Schellhammer, Silke: Bad Family Days - Mein Sommer im Chaos


  • Autor: Schellhammer, Silke
    Titel: Bad Family Days - Mein Sommer im Chaos
    Verlag: bloomoon
    Erschienen: 14. März 2016
    ISBN 10: 3845813121
    ISBN 13: 978-3845813127
    Seiten: 204 Seiten
    Einband: Broschiert
    Empfohlenes Alter: 12 - 15 Jahre
    Preis: 12,99 Euro


    Inhaltsangabe:


    Zitat

    Die vierzehnjährige Penelope kennt kaum mehr Probleme, als ihren ungewöhnlichen Vornamen und das schwere Los der täglichen Kleidungsfrage. Familienleben bedeutet für sie chronisch abwesende Erziehungsberechtigte und einen perfekt durchorganisierten Alltag mit nachsichtigem Personal.Bis ihre Eltern, zwei international anerkannte Archäologen, ein zweijähriges Forschungsprojekt in Jordanien annehmen und Penelope kurzerhand in der Familie ihres Onkels einquartieren. Mit Onkel, Tante und den vier Kindern hat Penelope auf einen Schlag mehr Familie, als sie sich jemals gewünscht hat. Sie fühlt sich allein und missverstanden und ist mit dem quirligen Familienalltag zeitweise überfordert. Durch einen Zufall stößt Penelope auf die Website purerage, eine Site, die zum Widerstand gegen das Schulsystem aufruft. Sie beginnt, mit einem der Artikelschreiber, "Spike", zu chatten. Und plötzlich gibt es jemand in ihrem Leben, der sie versteht wie kein Zweiter. Mit dem sie sich über alles austauschen und ironisch-witzige Schlagabtausche liefern kann. Doch wer verbirgt sich hinter "Spike"? Penelope ist sich von Anfang an sicher, ihn auch im echten Leben zu kennen. Aber dann nimmt alles eine unerwartete Wendung...


    Quelle: Amazon.de


    Mein Meinung:


    Penelopes Eltern sind Archäologen und haben ein längerfristiges Projekt bekommen und zwar dürfen sie zwei Jahre in Jordanien graben. Für ihre Tochter ist das allerdings alles andere als toll, denn diese soll nun zu Onkel Joachim und seiner Familie, dabei kennt sie diese nicht mal. Penelope ist daher erstmal geschockt und kommt auch mit den ganzen Verhältnissen nicht wirklich zurecht. Denn sie kennt es nicht, das immer jemand da ist, das eigentlich nie Ruhe einkehrt, das sie mit so wenig auskommen muß und das sie im Haushalt helfen soll. Außerdem scheint die Hälfte der Familie nicht sehr angetan davon zu sein, das Penelope jetzt bei ihnen wohnt und so müssen sich alle erstmal irgendwie zusammenraufen.

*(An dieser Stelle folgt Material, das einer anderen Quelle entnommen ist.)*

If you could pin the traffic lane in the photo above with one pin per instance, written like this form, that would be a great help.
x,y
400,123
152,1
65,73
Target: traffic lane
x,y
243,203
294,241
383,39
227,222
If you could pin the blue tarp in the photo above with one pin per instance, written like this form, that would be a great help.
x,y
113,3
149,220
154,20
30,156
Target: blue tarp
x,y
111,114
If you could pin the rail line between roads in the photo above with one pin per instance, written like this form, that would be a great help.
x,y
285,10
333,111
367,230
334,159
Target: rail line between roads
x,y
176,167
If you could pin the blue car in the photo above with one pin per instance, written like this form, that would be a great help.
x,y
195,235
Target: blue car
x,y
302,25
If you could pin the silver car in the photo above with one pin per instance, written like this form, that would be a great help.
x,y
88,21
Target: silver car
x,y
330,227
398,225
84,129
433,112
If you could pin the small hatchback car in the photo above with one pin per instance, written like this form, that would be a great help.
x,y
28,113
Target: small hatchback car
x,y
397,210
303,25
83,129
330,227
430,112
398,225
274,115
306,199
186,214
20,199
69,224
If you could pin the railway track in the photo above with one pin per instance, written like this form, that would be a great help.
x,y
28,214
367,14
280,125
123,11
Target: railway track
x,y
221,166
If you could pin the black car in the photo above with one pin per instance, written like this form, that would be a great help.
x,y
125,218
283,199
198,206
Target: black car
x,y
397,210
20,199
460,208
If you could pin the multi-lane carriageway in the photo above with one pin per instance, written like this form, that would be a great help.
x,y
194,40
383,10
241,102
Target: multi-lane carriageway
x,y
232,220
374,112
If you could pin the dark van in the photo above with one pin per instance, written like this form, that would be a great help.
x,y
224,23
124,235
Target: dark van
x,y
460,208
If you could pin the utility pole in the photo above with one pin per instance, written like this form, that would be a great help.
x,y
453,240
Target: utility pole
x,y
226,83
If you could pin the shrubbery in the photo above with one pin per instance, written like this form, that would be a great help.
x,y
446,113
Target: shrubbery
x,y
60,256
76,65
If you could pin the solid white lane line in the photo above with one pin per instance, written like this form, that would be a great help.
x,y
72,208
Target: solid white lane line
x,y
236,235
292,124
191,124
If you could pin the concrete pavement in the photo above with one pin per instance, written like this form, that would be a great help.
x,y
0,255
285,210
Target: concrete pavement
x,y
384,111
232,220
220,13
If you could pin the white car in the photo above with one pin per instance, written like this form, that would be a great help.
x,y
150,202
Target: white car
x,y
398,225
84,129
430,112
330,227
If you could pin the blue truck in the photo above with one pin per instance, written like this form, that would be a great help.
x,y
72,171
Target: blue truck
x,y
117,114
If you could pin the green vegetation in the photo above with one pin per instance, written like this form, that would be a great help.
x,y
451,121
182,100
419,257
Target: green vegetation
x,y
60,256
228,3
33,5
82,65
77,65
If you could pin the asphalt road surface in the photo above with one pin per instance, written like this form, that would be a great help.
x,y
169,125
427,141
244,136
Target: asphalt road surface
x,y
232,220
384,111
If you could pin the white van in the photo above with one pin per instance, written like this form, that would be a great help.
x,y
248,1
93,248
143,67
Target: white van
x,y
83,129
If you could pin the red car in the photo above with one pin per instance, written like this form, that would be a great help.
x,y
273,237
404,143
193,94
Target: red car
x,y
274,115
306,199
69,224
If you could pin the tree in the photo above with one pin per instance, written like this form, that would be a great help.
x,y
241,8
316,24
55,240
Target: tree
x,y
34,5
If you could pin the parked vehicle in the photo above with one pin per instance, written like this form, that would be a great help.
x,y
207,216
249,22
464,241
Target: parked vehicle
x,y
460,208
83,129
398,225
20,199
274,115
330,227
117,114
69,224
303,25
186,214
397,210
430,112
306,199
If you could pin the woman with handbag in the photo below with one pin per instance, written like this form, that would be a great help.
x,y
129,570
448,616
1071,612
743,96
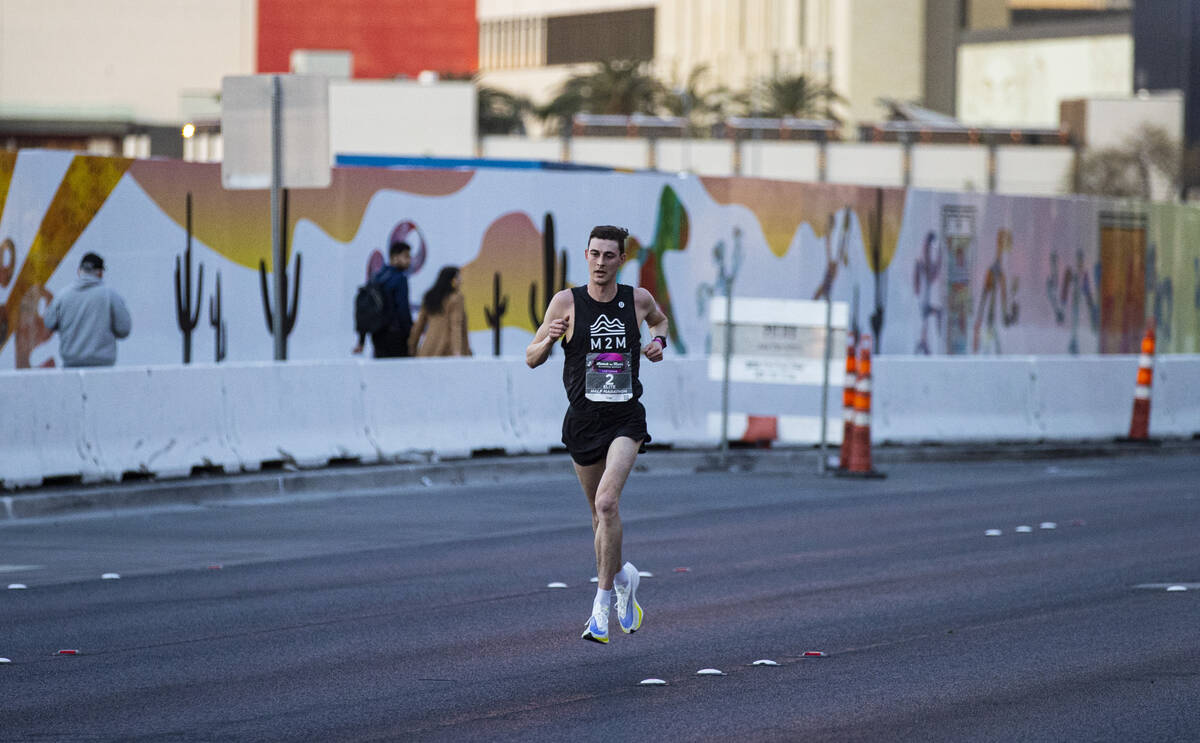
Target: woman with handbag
x,y
441,328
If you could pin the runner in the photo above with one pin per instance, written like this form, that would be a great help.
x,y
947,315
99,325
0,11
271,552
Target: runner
x,y
605,425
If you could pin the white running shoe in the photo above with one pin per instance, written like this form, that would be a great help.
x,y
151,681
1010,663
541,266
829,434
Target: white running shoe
x,y
598,624
629,611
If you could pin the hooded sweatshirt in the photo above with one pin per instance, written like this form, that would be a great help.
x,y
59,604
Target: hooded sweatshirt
x,y
89,318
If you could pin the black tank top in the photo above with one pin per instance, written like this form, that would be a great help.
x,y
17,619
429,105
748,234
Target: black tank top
x,y
600,371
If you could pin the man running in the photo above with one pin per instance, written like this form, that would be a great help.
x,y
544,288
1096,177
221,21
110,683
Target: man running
x,y
605,425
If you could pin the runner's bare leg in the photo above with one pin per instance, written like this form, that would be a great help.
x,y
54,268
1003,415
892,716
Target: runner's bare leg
x,y
603,484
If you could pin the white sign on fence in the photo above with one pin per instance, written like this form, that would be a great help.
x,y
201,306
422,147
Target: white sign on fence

    Penelope ist ziemlich oberflächlich und kann auch sehr gemein sein, nur sind Leia, Linus und Joachim auch nicht gerade sympathisch. Vor allem Joachim finde ich echt unangnehm mit seinem dauernden belehren. Ich meine da vertut sich Leia um zwei Jahre bei einer geschichlichen Sache und sofort wird sie zurechtgewiesen oder man muß sich eine Abhandlung über das Wort Logo anhören, weil man das ja so eigentlich gar nicht sagt. Das niemand ihm deswegen mal die Meinung gesagt hat habe ich echt nicht verstanden. Und Linus ist wie ein Wachhund und schnauzt einen sofort an, wenn er meint, er ist im Recht. Leia konnte ich noch einigermaßen verstehen, aber irgendwie hat sie sich auch nicht besser als Penelope benommen. Quentin mochte ich von der Familie am liebsten, er war wenigstens nicht dauernd sauer, launisch und Vorurteile sind ihm auch fremd.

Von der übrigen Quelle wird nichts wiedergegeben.